英国アストラゼネカ社は、PLATO試験において、急性冠症候群の中でも重症のST上昇型急性心筋梗塞(STEMI)患者を対象としたサブグループ解析結果をアメリカ心臓協会(AHA)の年次学術集会で発表した。STEMIは冠動脈の完全閉塞により発症することから、早期の血流回復によって、心筋救済し死亡率を低減させる必要があります。そのため、緊急経皮的冠動脈形成術(PCI)が施行されます。同社の日本法人が19日に報告した。

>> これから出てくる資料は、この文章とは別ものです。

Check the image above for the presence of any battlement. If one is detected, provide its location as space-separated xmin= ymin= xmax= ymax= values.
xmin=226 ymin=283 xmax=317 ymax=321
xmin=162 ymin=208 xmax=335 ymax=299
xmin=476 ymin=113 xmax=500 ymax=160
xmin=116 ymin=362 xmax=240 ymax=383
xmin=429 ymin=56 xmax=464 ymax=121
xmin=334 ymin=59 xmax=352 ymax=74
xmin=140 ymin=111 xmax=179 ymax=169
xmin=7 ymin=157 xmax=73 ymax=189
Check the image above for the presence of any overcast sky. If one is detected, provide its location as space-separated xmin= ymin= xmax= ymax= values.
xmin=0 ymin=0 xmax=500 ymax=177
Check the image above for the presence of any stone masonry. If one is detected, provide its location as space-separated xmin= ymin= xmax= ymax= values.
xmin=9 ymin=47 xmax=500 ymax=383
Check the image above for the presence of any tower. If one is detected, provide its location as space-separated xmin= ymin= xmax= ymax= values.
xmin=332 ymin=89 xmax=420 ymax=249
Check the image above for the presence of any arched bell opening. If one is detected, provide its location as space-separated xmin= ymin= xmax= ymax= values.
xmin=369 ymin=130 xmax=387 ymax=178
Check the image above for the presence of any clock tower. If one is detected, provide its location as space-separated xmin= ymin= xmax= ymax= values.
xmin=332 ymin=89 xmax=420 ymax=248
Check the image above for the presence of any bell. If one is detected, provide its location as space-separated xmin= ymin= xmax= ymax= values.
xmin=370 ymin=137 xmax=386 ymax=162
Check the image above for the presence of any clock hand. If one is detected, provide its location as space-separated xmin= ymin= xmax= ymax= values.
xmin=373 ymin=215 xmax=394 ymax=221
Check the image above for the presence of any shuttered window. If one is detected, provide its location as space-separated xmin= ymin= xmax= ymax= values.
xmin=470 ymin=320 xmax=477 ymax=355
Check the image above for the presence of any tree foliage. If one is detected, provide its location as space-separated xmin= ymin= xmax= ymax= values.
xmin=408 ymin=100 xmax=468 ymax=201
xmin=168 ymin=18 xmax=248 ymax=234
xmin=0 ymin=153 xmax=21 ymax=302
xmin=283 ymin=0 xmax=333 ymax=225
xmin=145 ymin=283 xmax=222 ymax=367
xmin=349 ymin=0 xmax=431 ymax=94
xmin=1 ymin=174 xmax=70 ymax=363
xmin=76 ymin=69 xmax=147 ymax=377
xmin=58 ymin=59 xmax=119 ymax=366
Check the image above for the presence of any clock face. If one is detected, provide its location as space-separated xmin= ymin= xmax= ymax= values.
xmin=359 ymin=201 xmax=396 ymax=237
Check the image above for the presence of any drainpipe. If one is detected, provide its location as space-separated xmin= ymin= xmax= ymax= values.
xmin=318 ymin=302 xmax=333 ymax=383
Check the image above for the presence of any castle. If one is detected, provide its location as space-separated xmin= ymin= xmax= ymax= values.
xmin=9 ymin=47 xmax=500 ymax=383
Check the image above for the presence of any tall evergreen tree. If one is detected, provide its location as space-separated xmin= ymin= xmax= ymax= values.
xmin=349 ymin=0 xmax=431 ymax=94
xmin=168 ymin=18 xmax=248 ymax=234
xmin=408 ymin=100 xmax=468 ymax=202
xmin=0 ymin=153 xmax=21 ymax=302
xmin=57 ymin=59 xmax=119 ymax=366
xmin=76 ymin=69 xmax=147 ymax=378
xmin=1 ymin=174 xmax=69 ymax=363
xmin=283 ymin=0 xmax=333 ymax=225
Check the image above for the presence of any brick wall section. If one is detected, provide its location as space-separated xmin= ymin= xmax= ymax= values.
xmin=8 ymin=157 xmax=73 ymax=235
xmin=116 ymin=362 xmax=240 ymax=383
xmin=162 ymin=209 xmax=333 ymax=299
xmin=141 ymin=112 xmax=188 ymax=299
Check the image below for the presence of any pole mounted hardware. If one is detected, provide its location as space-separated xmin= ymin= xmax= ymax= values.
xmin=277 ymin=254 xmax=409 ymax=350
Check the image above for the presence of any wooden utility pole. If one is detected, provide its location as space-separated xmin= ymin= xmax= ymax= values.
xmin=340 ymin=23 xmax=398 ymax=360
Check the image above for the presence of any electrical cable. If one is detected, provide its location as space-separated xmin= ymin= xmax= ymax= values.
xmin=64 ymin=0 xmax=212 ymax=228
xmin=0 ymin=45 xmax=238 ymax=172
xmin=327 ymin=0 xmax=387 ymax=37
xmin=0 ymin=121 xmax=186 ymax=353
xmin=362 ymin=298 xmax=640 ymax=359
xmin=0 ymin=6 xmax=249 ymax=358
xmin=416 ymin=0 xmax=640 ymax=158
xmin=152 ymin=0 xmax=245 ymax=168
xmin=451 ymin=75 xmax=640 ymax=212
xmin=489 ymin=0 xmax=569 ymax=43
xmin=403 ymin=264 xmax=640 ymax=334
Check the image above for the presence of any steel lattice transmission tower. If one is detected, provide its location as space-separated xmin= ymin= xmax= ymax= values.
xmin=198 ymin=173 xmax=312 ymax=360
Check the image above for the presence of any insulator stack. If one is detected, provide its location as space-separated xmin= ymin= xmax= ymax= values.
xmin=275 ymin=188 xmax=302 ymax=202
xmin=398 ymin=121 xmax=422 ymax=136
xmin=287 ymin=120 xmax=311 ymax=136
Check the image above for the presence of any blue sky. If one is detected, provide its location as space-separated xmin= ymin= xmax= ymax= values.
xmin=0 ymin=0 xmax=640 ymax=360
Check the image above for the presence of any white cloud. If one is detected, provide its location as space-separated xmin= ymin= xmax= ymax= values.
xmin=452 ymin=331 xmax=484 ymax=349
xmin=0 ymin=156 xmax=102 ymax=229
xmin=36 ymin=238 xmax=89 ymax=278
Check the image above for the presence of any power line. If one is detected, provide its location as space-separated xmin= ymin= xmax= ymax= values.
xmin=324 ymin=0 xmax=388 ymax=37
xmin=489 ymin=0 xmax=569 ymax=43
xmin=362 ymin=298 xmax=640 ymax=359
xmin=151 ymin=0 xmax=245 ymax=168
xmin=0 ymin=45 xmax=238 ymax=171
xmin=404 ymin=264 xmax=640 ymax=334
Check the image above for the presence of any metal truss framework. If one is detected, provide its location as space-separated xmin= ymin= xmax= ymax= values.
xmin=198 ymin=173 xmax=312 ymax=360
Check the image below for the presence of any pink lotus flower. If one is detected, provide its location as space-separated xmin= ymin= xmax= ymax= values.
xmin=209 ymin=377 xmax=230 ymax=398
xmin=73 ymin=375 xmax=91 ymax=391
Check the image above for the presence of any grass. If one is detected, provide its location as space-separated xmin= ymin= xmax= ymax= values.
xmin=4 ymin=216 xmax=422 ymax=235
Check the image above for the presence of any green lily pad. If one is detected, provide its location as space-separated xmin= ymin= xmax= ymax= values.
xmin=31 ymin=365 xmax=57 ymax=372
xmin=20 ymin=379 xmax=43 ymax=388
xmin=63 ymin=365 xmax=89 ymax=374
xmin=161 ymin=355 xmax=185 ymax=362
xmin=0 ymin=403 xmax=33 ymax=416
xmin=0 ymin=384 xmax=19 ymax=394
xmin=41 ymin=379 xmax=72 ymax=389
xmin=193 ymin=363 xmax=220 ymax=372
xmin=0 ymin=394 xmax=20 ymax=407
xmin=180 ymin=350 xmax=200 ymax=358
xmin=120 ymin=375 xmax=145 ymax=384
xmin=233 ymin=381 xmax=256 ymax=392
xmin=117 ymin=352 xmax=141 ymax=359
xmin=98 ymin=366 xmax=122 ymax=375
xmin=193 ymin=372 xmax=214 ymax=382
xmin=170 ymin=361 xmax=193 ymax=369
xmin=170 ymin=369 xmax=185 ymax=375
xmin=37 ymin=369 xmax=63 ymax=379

この解析はPLATO試験に組入れられた患者の約45%にあたる8,430人のSTEMI患者を対象に行なわれた。解析の結果、Ticagrelorはクロピドグレルに比べて大出血のリスクを増加させることなく(9.0% vs. 9.3%, p=0.63)1、投与1年後の心血管イベント発症リスク(心血管死、心筋梗塞、脳卒中)を有意に抑制したという(9.3% vs. 11.0%, P=0.02)。特に、Ticagrelorはクロピドグレルに比べ有意に心筋梗塞発症リスクを抑制したとのこと(4.7% vs. 6.1%, P=0.01)。解析結果から、STEMI患者におけるTicagrelorの治療効果は試験期間全体を通じて認められ、クロピドグレルとの差は時間の経過と共に大きくなる傾向にあることがわかった。

またTicagrelorは心筋梗塞、ステント内血栓症、および心筋梗塞・脳卒中・全死亡の複合イベントを含む複数の有効性の副次的評価項目においても有効性を一貫して示したとのこと。Ticagrelorはクロピドグレルに対し1年経過時点における全死亡の相対リスクを18%抑制した(6.0% vs. 4.9%, P=0.04)。